Appropriate arrangements for earthing can be made, such as by providing a plate 52 attached to the drum 24 by screws 84 into holes 85, and connected in a manner similar to that described above, through to an earth provided by the electrical mains supply. The plate has an aperture to fit over the projection 58 and retain the reel in position.
The arrangements between the drum 24 and the motor 41, particularly a presence of the spring 53, provide a simple clutch function which ensures that the drum 24 can stop turning once the cable has become wound tight, to prevent damage to the cable by over tightening. A thermal sensor could be associated with the motor 41 to prevent overheating.
The motor, when disconnected from supply, will act as a brake, thus stopping the drum quickly once the operator has stopped pulling the cable, and preventing the drum from over-running to cause cable to become tangled.

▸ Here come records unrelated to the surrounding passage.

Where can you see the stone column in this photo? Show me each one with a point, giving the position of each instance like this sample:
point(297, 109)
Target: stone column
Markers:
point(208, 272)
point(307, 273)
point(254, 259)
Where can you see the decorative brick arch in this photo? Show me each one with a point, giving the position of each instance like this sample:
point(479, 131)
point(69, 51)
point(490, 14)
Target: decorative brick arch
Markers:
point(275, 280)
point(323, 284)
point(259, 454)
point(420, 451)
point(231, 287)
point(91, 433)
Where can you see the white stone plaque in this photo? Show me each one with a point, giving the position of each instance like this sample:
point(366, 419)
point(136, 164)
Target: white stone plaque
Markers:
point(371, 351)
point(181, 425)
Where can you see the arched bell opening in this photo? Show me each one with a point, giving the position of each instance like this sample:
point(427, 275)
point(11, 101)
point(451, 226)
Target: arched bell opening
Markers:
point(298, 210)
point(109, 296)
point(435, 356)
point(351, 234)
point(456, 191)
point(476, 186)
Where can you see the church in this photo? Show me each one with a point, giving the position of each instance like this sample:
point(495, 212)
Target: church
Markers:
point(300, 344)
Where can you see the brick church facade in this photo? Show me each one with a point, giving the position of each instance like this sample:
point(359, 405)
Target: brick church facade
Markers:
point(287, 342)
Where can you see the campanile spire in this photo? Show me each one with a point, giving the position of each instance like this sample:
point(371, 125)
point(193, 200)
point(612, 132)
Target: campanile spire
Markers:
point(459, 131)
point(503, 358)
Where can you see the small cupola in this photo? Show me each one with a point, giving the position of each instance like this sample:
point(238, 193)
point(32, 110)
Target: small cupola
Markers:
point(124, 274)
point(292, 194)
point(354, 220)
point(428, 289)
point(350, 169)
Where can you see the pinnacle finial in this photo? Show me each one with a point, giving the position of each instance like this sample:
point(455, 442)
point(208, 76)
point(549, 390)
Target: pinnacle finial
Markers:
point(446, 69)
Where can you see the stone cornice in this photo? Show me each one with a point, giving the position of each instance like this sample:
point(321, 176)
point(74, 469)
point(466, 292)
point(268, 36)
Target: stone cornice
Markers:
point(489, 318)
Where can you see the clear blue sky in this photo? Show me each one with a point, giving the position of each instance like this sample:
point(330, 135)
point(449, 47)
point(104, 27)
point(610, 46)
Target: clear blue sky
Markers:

The socket 20 could be fitted with a cover, such as a spring cover, for protection. The drum is preferably used for electric cable, but could be used for other elongate articles such as rope, string or other materials. In that case, the circular electrical connections and the like would not be necessary, but the microswitch 61 would still be used to control the device as described above. Alternatively, arrangements could readily be made to wire the apparatus differently, to provide connections for single or multiple phase electrical supply, with or without earth or other features.

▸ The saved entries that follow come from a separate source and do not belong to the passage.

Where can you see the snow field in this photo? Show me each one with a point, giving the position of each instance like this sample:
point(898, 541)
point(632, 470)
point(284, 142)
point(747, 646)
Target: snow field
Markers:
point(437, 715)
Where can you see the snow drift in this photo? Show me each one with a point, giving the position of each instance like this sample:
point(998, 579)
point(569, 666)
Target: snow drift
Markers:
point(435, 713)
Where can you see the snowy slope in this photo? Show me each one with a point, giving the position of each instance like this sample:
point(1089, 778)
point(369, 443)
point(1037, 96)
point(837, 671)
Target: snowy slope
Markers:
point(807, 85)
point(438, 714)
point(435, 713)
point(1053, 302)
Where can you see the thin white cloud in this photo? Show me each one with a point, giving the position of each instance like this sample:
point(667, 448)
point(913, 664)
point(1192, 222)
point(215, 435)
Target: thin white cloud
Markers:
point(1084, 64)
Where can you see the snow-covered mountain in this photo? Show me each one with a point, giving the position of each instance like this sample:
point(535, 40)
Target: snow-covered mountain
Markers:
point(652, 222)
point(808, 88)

FIG. 11 shows a second embodiment in which many features are the same as or closely correspond to features of the embodiments described above and are thus given the same numerals. The principal changes in this embodiment concern the rocking frame which is now replaced by a unitary moulded housing for the motor 41 and around which the drum 24 can turn, the housing still being able to rock (at 25) on the bracket 13, now formed from tubular material. The bracket 13 extends up into the housing, which is covered by a plate 93 attached by screws 94 and carrying hooks 92 around which spare cable can be coiled, if required.

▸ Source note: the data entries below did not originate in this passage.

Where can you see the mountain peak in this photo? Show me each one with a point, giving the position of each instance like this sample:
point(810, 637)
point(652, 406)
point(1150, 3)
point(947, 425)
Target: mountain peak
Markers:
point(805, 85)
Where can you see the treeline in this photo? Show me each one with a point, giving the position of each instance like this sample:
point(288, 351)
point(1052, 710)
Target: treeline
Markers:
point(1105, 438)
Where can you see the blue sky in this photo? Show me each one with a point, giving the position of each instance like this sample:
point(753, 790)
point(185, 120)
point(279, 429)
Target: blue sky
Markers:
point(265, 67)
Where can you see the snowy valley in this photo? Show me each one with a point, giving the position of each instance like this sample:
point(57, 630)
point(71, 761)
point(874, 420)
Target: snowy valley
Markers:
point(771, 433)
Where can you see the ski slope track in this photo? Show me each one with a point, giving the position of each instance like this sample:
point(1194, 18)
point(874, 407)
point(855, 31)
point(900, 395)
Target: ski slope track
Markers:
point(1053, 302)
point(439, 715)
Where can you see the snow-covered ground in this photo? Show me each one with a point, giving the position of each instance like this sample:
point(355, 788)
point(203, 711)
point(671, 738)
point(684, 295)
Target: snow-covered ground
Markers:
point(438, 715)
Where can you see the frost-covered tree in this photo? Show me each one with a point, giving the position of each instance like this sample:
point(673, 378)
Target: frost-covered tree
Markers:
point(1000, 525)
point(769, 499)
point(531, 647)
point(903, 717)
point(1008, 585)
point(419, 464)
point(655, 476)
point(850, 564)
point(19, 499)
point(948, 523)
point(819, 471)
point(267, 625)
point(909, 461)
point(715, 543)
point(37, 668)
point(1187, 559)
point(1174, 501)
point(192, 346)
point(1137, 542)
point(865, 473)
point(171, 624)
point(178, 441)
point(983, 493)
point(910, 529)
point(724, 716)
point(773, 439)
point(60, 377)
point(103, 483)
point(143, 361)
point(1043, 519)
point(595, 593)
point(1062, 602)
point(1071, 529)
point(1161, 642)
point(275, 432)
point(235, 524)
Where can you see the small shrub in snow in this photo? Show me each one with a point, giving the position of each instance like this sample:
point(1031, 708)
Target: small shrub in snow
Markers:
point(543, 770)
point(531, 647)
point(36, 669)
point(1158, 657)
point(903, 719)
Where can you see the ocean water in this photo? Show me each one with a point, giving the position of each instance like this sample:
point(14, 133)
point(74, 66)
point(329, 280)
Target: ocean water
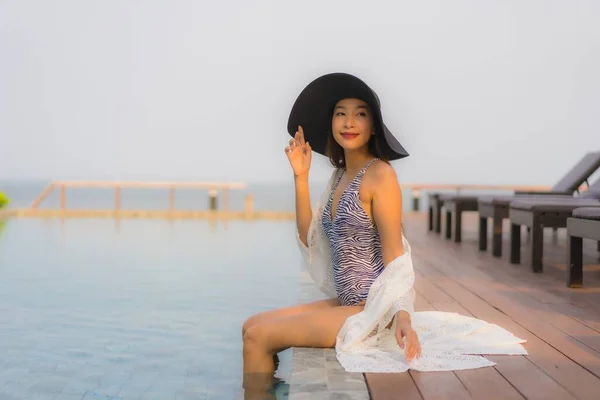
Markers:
point(142, 309)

Within the housing, an additional switch 96 is provided, for the following reason. If the housing is rocked past the position at which the switch 61 disables the motor 41, the switch 96 then bears on the bracket 13. The switch 96 is a latching switch, requiring operation to switch on and then further operation to switch off again. Consequently, by sharply tugging on the cable to rock the housing past the operating position of the switch 61, the operator can cause the switch 96 to toggle on or off. The switch 96 is wired in series with the switch 61, thereby disabling the motor when off. This allows the user to pull off some slack cable when required, by a sharp tug and then subsequently pulling cable more gently. A further sharp tug will restore the arrangement to its normal operating condition as described above, in which the cable is kept taut.
In any of these embodiments, two, three or four core cable could be used, subject to the usual safety requirements and the like, as could multiple phases. The rocker switch 22 could be used or omitted and many other variations could be made without departing from the scope of the invention.